Paul Stamets, who is an advocate for the medical benefits of mushrooms, donated $50,000 to the UA Andrew Weil Center for Integrative Medicine. The center pairs a mainstream medical system that seemingly depends on pills and surgeries with alternative forms of healing, like prayer, herbs or acupuncture. Ann Marie Chiasson is a part of the center and the doctor directing the fellowship receiving the gift. She said the fellowship introduces clinicians to evidence-backed practices that help with specific diseases, especially those with chronic pain.

"We're just trying to catch the clinicians up with what people are already finding out on their own — what their grandmother taught them, what their great-grandmother taught them, what they're learning about from their own tradition," Chiasson said when talking about the thoughts of the center's namesake, Andrew Weil.

The university is encouraging students of the fellowship with local or Indigenous medical knowledge or health care workers working in underserved communities to apply.

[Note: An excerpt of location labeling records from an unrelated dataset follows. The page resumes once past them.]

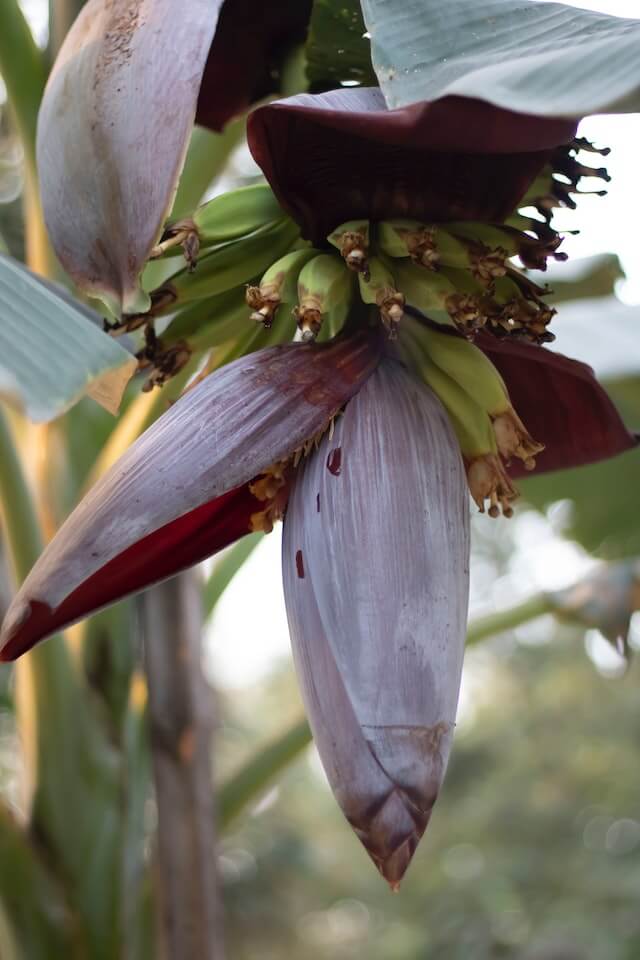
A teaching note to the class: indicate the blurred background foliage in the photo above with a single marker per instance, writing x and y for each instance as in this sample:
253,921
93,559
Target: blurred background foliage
534,848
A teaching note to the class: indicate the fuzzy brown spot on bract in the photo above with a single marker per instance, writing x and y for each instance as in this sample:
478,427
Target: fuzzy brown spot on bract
124,20
334,461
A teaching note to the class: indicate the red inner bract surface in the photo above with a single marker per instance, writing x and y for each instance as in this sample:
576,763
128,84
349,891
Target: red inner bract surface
174,547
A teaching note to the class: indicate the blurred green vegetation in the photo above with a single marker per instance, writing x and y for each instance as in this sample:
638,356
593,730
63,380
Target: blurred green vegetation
533,851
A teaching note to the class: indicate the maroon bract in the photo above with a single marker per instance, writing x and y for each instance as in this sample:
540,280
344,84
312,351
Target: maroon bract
342,155
562,404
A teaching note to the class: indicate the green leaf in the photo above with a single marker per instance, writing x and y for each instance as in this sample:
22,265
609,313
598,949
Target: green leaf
32,905
251,781
584,278
52,350
226,569
337,50
23,71
544,59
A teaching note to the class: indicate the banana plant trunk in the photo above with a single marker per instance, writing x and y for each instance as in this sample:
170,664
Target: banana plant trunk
181,725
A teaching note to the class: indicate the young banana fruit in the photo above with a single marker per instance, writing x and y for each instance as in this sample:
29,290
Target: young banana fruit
488,480
324,283
225,218
378,286
472,370
278,285
226,266
352,239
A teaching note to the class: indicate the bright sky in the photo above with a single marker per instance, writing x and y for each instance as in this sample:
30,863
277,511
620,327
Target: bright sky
249,632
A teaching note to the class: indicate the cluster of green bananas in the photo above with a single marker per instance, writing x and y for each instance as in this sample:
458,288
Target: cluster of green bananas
473,393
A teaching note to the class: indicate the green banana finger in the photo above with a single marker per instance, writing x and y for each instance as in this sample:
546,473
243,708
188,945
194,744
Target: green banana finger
324,283
379,286
352,240
225,218
278,285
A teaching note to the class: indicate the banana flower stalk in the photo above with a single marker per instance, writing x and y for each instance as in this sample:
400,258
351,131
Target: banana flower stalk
361,443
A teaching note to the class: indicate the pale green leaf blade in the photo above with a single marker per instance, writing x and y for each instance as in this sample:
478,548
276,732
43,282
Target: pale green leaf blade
337,48
544,59
51,353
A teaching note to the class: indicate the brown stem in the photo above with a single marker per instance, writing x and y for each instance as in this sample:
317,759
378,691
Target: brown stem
180,713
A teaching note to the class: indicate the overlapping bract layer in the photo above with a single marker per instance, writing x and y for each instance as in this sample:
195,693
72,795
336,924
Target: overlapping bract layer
375,559
183,490
343,154
118,112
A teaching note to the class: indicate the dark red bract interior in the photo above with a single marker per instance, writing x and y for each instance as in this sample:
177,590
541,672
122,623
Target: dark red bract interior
455,159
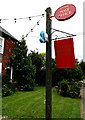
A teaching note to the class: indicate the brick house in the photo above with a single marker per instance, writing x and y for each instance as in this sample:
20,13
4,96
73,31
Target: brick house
7,43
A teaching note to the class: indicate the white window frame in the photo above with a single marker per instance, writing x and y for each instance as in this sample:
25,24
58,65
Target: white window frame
2,46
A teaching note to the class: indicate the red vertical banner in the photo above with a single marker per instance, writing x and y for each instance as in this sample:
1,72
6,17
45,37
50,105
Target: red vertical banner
64,53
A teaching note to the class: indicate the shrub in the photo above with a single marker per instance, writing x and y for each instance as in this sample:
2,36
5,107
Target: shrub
70,89
64,87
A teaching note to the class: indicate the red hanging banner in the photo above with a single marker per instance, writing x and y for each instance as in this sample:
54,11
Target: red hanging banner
64,53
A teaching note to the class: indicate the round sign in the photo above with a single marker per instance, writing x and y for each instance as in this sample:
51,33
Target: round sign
65,12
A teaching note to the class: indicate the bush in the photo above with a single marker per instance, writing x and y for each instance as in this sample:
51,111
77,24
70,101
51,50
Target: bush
7,86
7,90
70,89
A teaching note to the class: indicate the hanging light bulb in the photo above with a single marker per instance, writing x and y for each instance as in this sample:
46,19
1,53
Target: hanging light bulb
15,20
31,30
37,23
29,18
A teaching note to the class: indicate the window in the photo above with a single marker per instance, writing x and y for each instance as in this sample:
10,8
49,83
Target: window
1,45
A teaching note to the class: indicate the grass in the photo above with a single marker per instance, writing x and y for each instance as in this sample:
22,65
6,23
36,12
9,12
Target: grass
31,105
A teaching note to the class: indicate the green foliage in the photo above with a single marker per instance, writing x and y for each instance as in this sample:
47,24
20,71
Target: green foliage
31,105
7,86
36,60
69,74
70,89
24,71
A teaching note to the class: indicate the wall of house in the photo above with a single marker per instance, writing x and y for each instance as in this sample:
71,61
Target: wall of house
8,49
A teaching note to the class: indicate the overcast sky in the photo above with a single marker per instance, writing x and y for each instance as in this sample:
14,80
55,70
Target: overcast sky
11,9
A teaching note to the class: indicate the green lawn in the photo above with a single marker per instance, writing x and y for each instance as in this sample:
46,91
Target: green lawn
31,105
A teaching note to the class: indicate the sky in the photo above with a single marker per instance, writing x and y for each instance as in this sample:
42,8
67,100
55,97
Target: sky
11,9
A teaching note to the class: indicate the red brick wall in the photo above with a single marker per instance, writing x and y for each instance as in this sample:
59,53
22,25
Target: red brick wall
8,49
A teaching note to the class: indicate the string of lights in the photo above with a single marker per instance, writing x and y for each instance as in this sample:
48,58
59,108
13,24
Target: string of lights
15,19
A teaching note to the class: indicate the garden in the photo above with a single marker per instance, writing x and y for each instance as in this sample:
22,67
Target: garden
24,96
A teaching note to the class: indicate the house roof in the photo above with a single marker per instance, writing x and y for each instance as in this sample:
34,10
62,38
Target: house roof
7,33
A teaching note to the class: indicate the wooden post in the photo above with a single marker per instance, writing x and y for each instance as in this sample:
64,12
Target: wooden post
48,67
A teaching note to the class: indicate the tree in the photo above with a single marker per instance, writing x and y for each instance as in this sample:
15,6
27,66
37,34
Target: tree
23,70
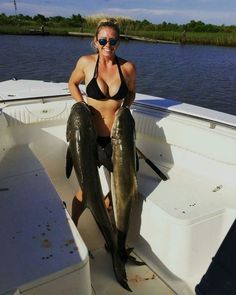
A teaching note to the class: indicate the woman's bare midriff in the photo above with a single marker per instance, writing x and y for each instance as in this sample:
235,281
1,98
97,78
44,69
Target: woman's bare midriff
104,114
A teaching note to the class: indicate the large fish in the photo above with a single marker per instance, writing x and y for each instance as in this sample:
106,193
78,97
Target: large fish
81,154
123,179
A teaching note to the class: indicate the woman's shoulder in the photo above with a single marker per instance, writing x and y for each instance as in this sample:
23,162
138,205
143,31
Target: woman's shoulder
84,60
127,65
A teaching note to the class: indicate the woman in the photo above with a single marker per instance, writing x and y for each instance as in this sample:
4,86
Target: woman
110,83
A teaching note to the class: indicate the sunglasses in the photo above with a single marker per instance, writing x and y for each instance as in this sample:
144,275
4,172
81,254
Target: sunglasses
111,41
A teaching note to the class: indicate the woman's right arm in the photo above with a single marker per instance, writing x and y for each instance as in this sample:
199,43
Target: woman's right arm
77,76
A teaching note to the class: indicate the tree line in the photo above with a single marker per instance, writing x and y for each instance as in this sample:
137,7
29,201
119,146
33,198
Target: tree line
126,25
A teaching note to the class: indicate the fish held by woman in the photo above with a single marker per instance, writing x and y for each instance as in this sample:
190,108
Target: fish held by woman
124,186
81,155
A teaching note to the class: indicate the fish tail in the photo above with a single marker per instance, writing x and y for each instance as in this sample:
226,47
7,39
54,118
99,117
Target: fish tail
119,270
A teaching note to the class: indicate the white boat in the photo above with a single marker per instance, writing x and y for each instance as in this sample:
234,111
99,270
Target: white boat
177,225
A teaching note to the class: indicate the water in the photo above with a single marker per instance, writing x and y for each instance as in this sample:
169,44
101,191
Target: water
200,75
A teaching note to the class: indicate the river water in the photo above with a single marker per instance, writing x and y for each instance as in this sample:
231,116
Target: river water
200,75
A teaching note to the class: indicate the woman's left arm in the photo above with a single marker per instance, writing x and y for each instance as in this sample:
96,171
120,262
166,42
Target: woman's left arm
131,84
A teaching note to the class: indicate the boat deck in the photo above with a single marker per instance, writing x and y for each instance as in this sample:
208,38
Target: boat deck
171,221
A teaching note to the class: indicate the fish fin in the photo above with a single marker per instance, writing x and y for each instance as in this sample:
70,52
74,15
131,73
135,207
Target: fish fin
69,163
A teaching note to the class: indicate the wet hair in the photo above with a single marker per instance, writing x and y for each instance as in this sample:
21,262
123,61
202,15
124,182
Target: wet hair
106,22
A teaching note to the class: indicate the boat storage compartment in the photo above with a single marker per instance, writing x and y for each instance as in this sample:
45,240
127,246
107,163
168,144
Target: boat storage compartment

She said they ask experts outside mainstream medicine to introduce the students to evidence-backed treatments so the students know what kind of experts are in the community or how to safely use other medical traditions with mainstream practices.

"We're training more and more clinicians — doctors, nurses, nurse practitioners — because everyone is saying, 'Hey, when my patient does this mind-body practice — they used this guided imagery — their pain went away. I didn't learn that in medical school,'" Chiasson said.

Chiasson said integrative medicine can be cheaper than mainstream medicine since it addresses multiple aspects of health from the mind, body and spirit. It can also prevent the need for medical care.

The fellowship is a two-year "distance learning program" that has attracted more than 1,800 health care workers from around the world, according to a press release. The students must travel to Tucson three times for in-person training throughout the fellowship.